Two big ways to combine data in SQL:

  1. JOINS – glue tables side by side (add columns).
  2. SET OPERATORS – stack result sets on top of each other (add rows).

Main join types (INNER, LEFT, RIGHT, FULL, ANTI, CROSS), how to join multiple tables, and how to use UNION, UNION ALL, EXCEPT and INTERSECT safely and correctly.
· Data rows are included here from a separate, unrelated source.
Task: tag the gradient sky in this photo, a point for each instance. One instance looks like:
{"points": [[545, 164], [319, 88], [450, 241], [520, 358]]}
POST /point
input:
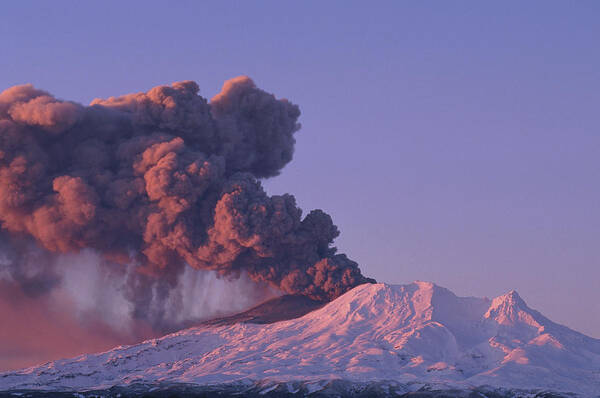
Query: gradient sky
{"points": [[456, 142]]}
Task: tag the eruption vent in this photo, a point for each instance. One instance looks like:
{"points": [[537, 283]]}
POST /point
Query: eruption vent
{"points": [[160, 180]]}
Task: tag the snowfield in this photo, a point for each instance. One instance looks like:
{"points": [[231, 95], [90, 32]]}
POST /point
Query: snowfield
{"points": [[406, 335]]}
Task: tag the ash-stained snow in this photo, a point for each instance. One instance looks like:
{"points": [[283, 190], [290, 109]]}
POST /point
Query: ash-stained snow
{"points": [[407, 334]]}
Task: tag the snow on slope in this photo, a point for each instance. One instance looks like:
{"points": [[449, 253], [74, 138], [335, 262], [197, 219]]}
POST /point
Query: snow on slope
{"points": [[407, 333]]}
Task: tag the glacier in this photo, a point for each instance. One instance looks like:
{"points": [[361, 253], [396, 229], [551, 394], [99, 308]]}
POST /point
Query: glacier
{"points": [[386, 339]]}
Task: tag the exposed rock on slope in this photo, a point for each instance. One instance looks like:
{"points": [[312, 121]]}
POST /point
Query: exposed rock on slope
{"points": [[417, 333]]}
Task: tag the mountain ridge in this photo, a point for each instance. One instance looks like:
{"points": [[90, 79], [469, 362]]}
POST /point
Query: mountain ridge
{"points": [[415, 333]]}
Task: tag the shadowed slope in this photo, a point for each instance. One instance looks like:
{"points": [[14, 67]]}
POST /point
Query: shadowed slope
{"points": [[276, 309]]}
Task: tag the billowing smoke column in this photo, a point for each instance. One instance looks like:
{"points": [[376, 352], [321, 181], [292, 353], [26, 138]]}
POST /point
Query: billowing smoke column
{"points": [[161, 179]]}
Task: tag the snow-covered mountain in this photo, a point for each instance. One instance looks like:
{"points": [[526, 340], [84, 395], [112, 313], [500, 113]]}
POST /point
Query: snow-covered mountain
{"points": [[408, 336]]}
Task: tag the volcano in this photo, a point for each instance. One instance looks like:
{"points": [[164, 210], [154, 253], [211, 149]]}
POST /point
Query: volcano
{"points": [[375, 340]]}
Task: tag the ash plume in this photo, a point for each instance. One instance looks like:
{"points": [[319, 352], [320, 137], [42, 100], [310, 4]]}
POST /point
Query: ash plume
{"points": [[160, 181]]}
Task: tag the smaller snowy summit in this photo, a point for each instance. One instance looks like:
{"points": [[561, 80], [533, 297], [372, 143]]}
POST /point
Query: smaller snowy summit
{"points": [[401, 338]]}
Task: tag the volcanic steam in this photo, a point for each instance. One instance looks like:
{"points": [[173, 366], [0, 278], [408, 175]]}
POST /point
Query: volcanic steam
{"points": [[155, 182]]}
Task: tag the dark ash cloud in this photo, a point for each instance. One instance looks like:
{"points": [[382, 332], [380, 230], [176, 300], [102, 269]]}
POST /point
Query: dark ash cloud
{"points": [[163, 180]]}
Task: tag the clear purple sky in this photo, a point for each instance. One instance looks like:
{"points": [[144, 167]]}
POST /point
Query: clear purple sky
{"points": [[456, 142]]}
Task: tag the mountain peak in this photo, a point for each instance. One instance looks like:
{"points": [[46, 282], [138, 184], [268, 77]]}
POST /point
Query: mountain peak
{"points": [[415, 333]]}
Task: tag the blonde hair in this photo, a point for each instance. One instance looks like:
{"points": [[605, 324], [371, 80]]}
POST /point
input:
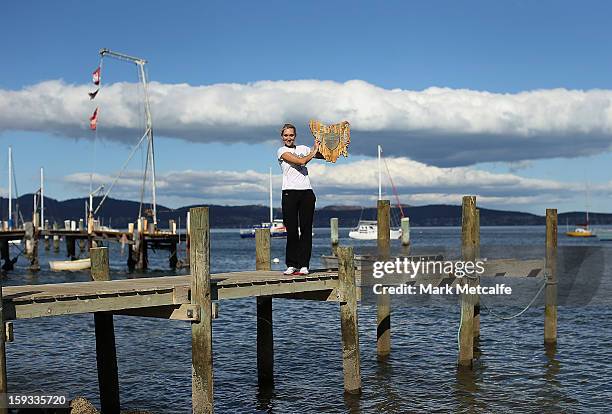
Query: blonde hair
{"points": [[289, 126]]}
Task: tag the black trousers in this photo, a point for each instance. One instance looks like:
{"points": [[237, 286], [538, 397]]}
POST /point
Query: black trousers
{"points": [[298, 211]]}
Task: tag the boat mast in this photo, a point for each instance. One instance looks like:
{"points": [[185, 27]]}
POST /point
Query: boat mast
{"points": [[149, 131], [271, 210], [10, 187], [42, 198], [379, 175]]}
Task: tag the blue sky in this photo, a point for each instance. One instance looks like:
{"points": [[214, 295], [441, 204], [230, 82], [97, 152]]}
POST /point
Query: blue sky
{"points": [[519, 112]]}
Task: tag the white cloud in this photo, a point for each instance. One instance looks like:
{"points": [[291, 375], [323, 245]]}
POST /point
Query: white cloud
{"points": [[438, 126], [349, 183]]}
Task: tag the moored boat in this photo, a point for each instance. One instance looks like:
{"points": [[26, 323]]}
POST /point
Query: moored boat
{"points": [[70, 265], [580, 232]]}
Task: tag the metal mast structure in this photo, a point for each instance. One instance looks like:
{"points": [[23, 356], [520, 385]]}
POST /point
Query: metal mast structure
{"points": [[149, 123]]}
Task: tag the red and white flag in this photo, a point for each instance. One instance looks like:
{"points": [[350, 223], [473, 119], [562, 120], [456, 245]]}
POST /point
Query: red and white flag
{"points": [[93, 94], [93, 120], [96, 76]]}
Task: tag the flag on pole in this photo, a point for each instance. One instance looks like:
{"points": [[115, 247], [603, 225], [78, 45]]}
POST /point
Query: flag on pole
{"points": [[96, 76], [93, 120]]}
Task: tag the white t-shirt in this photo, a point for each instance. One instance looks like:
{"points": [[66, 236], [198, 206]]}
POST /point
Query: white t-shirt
{"points": [[295, 177]]}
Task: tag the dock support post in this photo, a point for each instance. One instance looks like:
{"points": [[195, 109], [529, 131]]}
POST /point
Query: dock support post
{"points": [[477, 256], [349, 321], [333, 225], [383, 308], [5, 254], [47, 242], [201, 331], [70, 247], [468, 252], [3, 377], [173, 259], [55, 239], [405, 225], [106, 352], [550, 308], [265, 331], [141, 247]]}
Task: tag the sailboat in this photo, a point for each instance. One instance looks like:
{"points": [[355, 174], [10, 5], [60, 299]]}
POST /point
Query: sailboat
{"points": [[582, 230], [276, 226], [368, 229]]}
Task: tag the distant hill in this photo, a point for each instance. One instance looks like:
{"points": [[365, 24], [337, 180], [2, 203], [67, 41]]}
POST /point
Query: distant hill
{"points": [[120, 212]]}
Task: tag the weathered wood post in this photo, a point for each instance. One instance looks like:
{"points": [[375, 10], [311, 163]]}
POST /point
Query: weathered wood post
{"points": [[347, 291], [201, 331], [333, 226], [5, 254], [550, 308], [383, 309], [3, 377], [106, 352], [477, 256], [55, 238], [468, 253], [405, 223], [265, 331], [70, 247], [47, 243], [141, 246]]}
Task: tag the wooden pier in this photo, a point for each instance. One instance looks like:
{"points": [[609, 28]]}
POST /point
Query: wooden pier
{"points": [[139, 240], [193, 298]]}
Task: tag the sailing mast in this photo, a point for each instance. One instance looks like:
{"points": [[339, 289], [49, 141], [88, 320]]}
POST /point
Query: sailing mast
{"points": [[271, 210], [149, 122], [379, 175], [10, 188], [42, 199]]}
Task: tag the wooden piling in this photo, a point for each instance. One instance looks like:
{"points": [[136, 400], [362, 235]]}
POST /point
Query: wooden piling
{"points": [[347, 290], [265, 332], [477, 256], [201, 331], [550, 308], [3, 377], [405, 225], [333, 225], [70, 247], [5, 254], [468, 252], [383, 308], [106, 352]]}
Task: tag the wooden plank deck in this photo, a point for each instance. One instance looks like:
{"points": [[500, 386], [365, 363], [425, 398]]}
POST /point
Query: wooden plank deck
{"points": [[33, 301]]}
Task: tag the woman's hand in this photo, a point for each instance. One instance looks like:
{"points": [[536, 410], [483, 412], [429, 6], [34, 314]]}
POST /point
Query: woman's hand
{"points": [[315, 147]]}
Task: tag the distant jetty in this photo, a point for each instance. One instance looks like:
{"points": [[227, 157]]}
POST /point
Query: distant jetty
{"points": [[121, 212]]}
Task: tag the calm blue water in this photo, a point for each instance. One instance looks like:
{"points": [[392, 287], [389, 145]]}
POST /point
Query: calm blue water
{"points": [[514, 372]]}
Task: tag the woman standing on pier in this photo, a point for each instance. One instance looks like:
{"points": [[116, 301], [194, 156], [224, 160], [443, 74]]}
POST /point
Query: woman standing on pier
{"points": [[298, 200]]}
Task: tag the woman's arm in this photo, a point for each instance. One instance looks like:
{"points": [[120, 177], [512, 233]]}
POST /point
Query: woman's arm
{"points": [[294, 159]]}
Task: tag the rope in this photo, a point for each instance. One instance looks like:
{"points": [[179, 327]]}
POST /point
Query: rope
{"points": [[121, 172], [507, 318]]}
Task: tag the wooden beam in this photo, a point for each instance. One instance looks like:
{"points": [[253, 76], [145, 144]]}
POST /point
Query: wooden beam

2. Big picture – where this fits

Two main families for combining data:

  • Joins – combine data by columns (A ⟷ B), matching rows using keys.
  • Set operators – combine data by rows (A ↑ B), treating each SELECT result as a set.

Typical tasks:

  • Recombine data – get the “big picture” by merging related tables (customers + orders + addresses).
  • Data enrichment – add extra info from lookup/reference tables (e.g., ZIP codes).
  • Check existence / filtering – keep or remove rows based on whether they have matches elsewhere (e.g., customers with no orders – anti joins).
  • Combine information from similar tables (Employees + Customers) or current vs archive (Orders + OrdersArchive).
  • Delta detection / completeness checks using EXCEPT/INTERSECT + unions.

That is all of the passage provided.